Thank you very much. I’m very pleased that I made your day.
You injury sounds pretty horrific. I really hope that it is not as bad as it sounds and that your recovery is quick.
I’m part way through reading Make or Break by Dave MacLeod at the moment and it’s got me thinking quite differently about injury, recovery and climbing in general. You might want to check it out.
Best of luck. I definitely hope you are back at the wall yourself soon.
Glad you’re getting back into it 🙂 I was worried about how my worn-out hip and grumbly knee would cope with climbing now I’ve started again this year but can’t report any problems at all – they seem fine. I don’t climb very hard though!
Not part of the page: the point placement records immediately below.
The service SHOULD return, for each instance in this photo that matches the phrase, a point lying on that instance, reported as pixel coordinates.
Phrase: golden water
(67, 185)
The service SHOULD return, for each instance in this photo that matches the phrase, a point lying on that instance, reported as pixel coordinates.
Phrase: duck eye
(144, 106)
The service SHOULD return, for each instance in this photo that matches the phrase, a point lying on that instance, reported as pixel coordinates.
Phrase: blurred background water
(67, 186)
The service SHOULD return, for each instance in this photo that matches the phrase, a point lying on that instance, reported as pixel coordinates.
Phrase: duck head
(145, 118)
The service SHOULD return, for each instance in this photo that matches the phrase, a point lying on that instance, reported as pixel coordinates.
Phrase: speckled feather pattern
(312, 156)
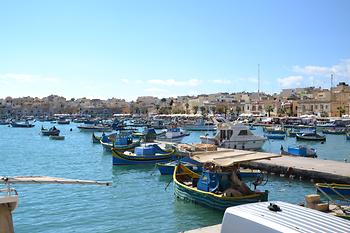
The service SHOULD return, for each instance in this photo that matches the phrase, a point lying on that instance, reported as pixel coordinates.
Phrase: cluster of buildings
(321, 102)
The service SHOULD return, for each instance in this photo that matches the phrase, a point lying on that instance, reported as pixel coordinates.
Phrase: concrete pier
(316, 170)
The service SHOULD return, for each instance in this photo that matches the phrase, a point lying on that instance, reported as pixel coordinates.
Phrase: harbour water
(137, 201)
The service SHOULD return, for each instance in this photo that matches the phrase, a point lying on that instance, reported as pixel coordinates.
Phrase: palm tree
(238, 110)
(202, 108)
(269, 109)
(187, 106)
(281, 111)
(195, 109)
(341, 110)
(213, 109)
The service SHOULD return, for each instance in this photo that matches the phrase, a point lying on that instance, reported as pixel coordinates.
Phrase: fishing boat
(252, 127)
(4, 122)
(200, 125)
(334, 131)
(149, 134)
(167, 168)
(234, 136)
(311, 136)
(95, 128)
(218, 186)
(335, 189)
(121, 143)
(347, 136)
(303, 151)
(275, 136)
(63, 122)
(293, 132)
(147, 154)
(274, 129)
(56, 137)
(53, 131)
(25, 124)
(95, 138)
(175, 134)
(277, 217)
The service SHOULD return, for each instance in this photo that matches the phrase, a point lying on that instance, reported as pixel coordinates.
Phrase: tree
(202, 108)
(341, 110)
(195, 109)
(187, 106)
(213, 109)
(281, 111)
(269, 109)
(163, 100)
(238, 110)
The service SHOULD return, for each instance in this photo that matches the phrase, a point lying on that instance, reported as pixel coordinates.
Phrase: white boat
(277, 217)
(95, 128)
(234, 136)
(174, 135)
(200, 125)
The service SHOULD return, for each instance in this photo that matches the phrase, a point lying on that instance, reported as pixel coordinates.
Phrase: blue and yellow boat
(167, 168)
(122, 144)
(149, 154)
(95, 138)
(206, 189)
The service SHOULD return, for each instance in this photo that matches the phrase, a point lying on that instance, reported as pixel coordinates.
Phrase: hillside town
(333, 102)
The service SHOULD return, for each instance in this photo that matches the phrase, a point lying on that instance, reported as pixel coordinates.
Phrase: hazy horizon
(119, 49)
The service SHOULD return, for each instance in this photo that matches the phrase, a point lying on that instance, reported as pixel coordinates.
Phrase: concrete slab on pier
(316, 169)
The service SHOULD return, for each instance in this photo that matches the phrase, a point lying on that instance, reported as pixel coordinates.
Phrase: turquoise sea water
(136, 202)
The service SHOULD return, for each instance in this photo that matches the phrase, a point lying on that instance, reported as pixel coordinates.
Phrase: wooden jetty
(316, 170)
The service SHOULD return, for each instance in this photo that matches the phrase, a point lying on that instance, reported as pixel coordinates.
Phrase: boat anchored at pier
(234, 136)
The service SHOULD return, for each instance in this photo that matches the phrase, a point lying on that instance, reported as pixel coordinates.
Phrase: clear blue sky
(125, 49)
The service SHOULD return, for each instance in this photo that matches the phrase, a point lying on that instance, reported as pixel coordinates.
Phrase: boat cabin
(227, 133)
(276, 217)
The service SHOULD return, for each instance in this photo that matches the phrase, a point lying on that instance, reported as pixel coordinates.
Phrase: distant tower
(259, 81)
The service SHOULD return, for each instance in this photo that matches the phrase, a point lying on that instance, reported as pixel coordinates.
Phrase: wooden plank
(308, 168)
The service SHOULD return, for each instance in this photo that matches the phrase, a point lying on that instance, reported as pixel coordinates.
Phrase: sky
(125, 49)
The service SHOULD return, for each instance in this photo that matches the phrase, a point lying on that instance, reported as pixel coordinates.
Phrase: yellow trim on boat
(333, 185)
(195, 175)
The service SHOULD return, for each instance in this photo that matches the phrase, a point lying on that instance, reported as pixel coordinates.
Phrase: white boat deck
(209, 229)
(257, 218)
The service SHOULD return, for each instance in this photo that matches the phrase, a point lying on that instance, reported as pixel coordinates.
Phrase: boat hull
(198, 128)
(120, 158)
(343, 189)
(244, 145)
(15, 125)
(109, 146)
(94, 129)
(306, 138)
(211, 200)
(168, 169)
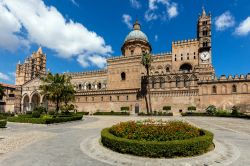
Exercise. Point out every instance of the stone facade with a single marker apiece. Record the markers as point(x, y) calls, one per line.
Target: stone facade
point(180, 78)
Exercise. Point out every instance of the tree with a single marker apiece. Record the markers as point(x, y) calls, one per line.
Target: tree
point(58, 89)
point(1, 92)
point(191, 108)
point(146, 62)
point(68, 92)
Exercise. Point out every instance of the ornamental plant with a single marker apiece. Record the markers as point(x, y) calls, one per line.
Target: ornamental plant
point(151, 130)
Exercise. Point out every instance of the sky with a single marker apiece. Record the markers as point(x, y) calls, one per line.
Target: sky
point(78, 35)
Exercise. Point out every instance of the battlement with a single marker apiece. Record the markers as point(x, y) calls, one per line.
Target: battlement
point(162, 54)
point(184, 42)
point(94, 72)
point(230, 78)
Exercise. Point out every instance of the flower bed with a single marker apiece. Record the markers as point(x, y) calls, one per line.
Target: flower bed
point(46, 119)
point(111, 113)
point(3, 123)
point(157, 139)
point(156, 114)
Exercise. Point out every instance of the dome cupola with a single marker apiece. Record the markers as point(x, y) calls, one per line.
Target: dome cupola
point(136, 42)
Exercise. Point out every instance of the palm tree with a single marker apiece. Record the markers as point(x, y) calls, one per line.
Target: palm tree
point(57, 88)
point(68, 92)
point(2, 93)
point(146, 62)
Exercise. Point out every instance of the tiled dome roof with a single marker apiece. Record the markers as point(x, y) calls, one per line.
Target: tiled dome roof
point(136, 35)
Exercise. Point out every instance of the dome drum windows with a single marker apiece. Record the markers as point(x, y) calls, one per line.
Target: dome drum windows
point(214, 90)
point(123, 76)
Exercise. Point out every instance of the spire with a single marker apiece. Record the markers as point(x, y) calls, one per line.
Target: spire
point(137, 26)
point(40, 51)
point(203, 11)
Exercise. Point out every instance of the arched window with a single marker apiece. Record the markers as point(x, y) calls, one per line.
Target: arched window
point(99, 85)
point(214, 90)
point(234, 89)
point(178, 82)
point(153, 83)
point(161, 82)
point(123, 76)
point(89, 86)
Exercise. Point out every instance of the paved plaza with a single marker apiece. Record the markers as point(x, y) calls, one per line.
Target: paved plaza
point(78, 143)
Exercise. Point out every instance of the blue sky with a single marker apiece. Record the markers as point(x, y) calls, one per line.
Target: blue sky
point(77, 35)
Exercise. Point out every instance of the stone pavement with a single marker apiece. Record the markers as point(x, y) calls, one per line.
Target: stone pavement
point(77, 143)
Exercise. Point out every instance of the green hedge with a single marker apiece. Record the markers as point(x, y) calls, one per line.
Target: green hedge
point(166, 108)
point(169, 149)
point(3, 123)
point(217, 114)
point(111, 113)
point(158, 114)
point(44, 120)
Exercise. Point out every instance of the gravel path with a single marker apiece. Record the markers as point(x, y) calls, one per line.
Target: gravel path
point(77, 143)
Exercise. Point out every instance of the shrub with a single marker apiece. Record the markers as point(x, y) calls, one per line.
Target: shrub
point(36, 114)
point(211, 110)
point(155, 130)
point(235, 111)
point(222, 113)
point(40, 109)
point(124, 109)
point(29, 112)
point(45, 119)
point(51, 112)
point(191, 108)
point(111, 113)
point(3, 123)
point(174, 148)
point(166, 108)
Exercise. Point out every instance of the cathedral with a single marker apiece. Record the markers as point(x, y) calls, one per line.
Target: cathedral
point(179, 78)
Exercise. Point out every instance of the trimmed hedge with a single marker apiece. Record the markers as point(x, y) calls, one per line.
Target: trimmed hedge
point(111, 113)
point(158, 114)
point(217, 114)
point(168, 149)
point(45, 120)
point(3, 123)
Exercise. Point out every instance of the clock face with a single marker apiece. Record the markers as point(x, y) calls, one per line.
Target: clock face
point(205, 56)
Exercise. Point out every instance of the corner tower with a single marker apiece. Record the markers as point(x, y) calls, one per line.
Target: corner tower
point(204, 36)
point(136, 42)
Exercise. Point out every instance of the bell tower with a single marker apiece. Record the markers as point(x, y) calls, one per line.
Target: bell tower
point(204, 34)
point(204, 37)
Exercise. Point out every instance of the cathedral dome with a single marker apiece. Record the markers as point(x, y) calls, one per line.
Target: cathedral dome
point(136, 34)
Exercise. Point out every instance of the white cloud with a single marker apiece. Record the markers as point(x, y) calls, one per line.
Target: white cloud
point(9, 29)
point(46, 26)
point(224, 21)
point(97, 60)
point(135, 4)
point(154, 12)
point(4, 77)
point(172, 10)
point(75, 3)
point(127, 20)
point(244, 28)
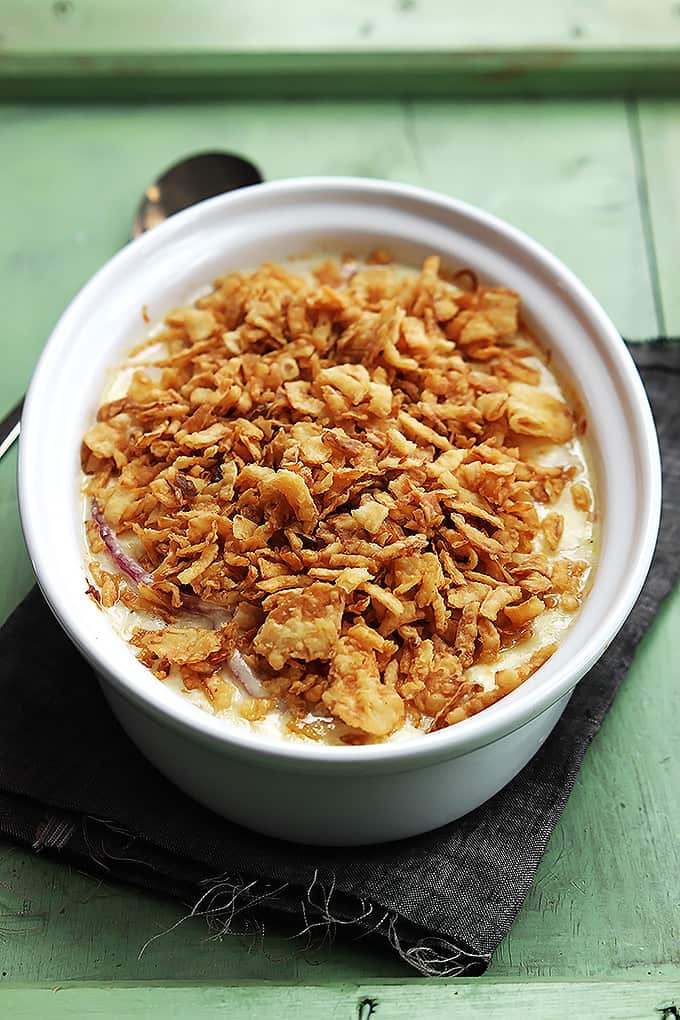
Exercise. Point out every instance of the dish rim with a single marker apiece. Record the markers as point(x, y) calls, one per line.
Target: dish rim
point(486, 726)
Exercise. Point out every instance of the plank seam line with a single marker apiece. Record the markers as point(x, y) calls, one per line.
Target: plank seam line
point(635, 133)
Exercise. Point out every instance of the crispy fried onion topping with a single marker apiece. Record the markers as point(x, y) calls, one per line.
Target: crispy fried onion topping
point(337, 463)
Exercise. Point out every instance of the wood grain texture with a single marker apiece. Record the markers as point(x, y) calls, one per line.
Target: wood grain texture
point(606, 902)
point(466, 1000)
point(336, 48)
point(660, 137)
point(562, 170)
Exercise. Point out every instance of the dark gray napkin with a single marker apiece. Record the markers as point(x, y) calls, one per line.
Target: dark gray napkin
point(71, 783)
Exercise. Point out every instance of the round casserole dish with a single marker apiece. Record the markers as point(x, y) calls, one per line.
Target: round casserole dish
point(312, 793)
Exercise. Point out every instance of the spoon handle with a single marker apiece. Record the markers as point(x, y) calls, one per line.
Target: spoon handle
point(9, 427)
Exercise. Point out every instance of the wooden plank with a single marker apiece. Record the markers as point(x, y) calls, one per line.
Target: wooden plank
point(467, 1000)
point(413, 47)
point(660, 139)
point(570, 183)
point(561, 170)
point(565, 172)
point(605, 902)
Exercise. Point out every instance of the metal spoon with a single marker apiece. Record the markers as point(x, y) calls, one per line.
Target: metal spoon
point(184, 184)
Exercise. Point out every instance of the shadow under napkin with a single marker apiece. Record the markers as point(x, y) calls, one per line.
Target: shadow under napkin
point(71, 783)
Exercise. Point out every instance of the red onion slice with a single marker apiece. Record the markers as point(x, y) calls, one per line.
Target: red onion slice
point(192, 603)
point(131, 567)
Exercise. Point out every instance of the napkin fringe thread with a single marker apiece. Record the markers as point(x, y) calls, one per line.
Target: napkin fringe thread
point(230, 906)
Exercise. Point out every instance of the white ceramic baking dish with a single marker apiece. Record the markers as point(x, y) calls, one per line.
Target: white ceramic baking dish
point(309, 793)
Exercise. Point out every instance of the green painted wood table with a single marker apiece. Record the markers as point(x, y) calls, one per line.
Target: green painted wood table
point(592, 179)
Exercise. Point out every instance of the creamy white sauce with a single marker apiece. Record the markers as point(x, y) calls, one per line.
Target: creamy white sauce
point(578, 543)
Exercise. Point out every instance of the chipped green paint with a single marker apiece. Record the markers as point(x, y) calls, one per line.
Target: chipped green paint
point(598, 933)
point(336, 48)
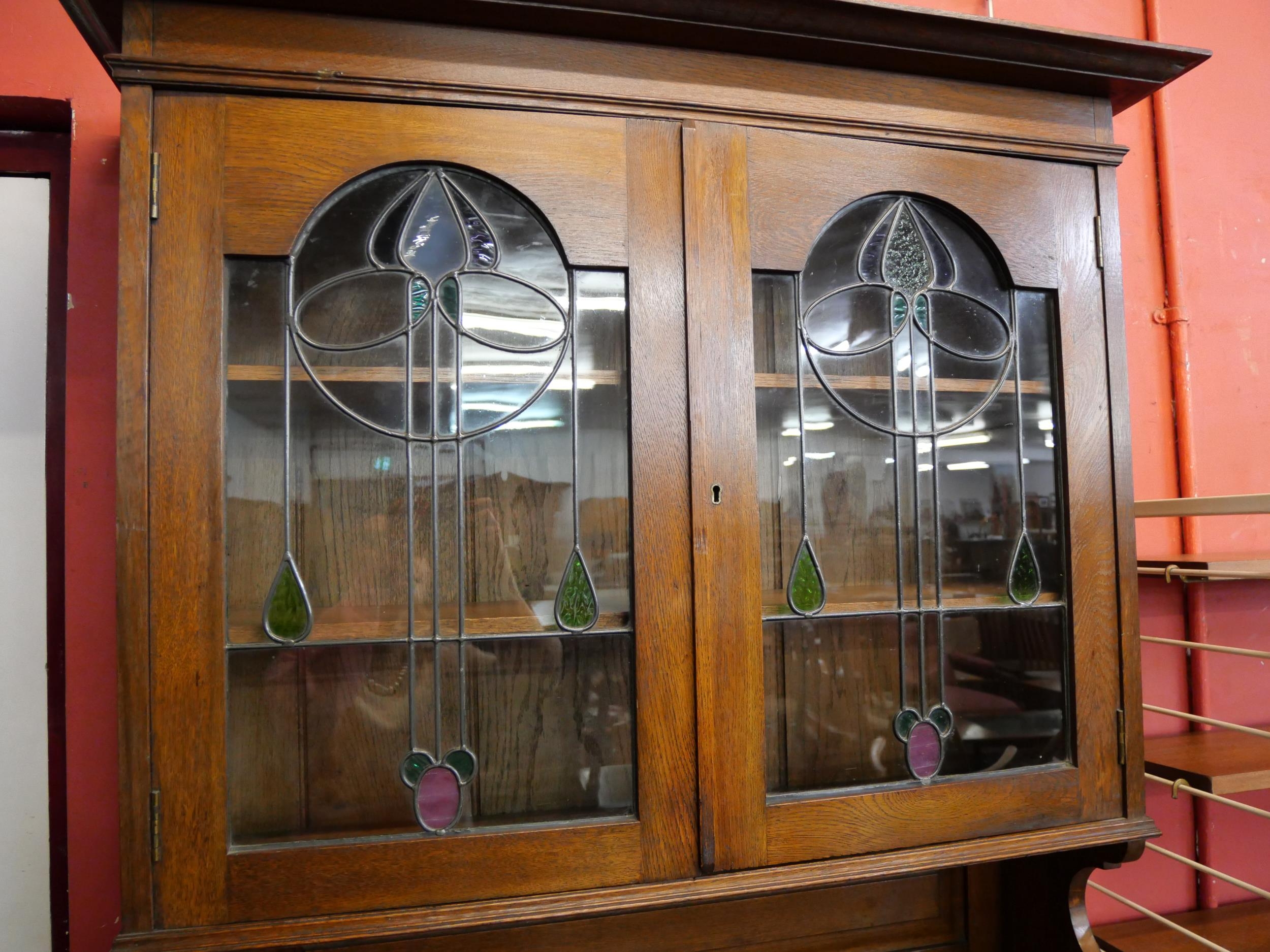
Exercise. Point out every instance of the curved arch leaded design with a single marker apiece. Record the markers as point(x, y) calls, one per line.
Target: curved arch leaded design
point(458, 281)
point(900, 293)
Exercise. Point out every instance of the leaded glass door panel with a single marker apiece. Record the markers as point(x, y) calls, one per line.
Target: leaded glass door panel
point(929, 653)
point(432, 458)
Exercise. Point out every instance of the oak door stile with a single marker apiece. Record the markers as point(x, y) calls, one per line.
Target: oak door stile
point(724, 518)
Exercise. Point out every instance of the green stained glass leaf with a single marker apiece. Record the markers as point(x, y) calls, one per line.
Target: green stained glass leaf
point(941, 717)
point(449, 293)
point(1024, 573)
point(464, 762)
point(413, 767)
point(420, 298)
point(905, 723)
point(288, 613)
point(906, 263)
point(576, 601)
point(898, 310)
point(807, 584)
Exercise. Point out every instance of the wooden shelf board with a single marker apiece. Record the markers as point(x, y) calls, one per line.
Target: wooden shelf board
point(1243, 927)
point(944, 385)
point(377, 622)
point(1211, 562)
point(879, 601)
point(1218, 762)
point(266, 374)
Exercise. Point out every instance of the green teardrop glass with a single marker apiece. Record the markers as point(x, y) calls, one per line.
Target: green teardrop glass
point(1024, 573)
point(807, 585)
point(898, 310)
point(464, 762)
point(576, 601)
point(420, 296)
point(288, 615)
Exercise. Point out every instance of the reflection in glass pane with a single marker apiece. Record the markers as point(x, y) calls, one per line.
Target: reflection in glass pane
point(907, 474)
point(427, 503)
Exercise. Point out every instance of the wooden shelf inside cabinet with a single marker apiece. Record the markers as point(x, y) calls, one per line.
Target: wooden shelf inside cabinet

Not sure why they think you can’t be lowered from the climbs though? I like to climb down at least once per wall-session as I think it’s good practice for outdoors in the hills.
Carol.
Thank you.
I’m pleased that you are back to climbing yourself.
I probably can be lowered from roped climbs – it’s boulder problems I shouldn’t jump down from (or fall off).
Best wishes,
Robin
As I have osteoporosis, I don’t jump down off even the bouldering wall where there is a crash mattress myself. There have been tales of people just thinking they can fall off from the top without ill effect and breaking things. I suppose it depends how you land partly.
Down climbing is certainly the safer option, although not always the easiest one. I can understand the temptation to jump off boulder problems, but you’re right that you need to be careful how you do it.
People just see a big crash mat and think they’ll be fine!
True. It’s understandable that some people think that, but there is only so much a crash mat can do.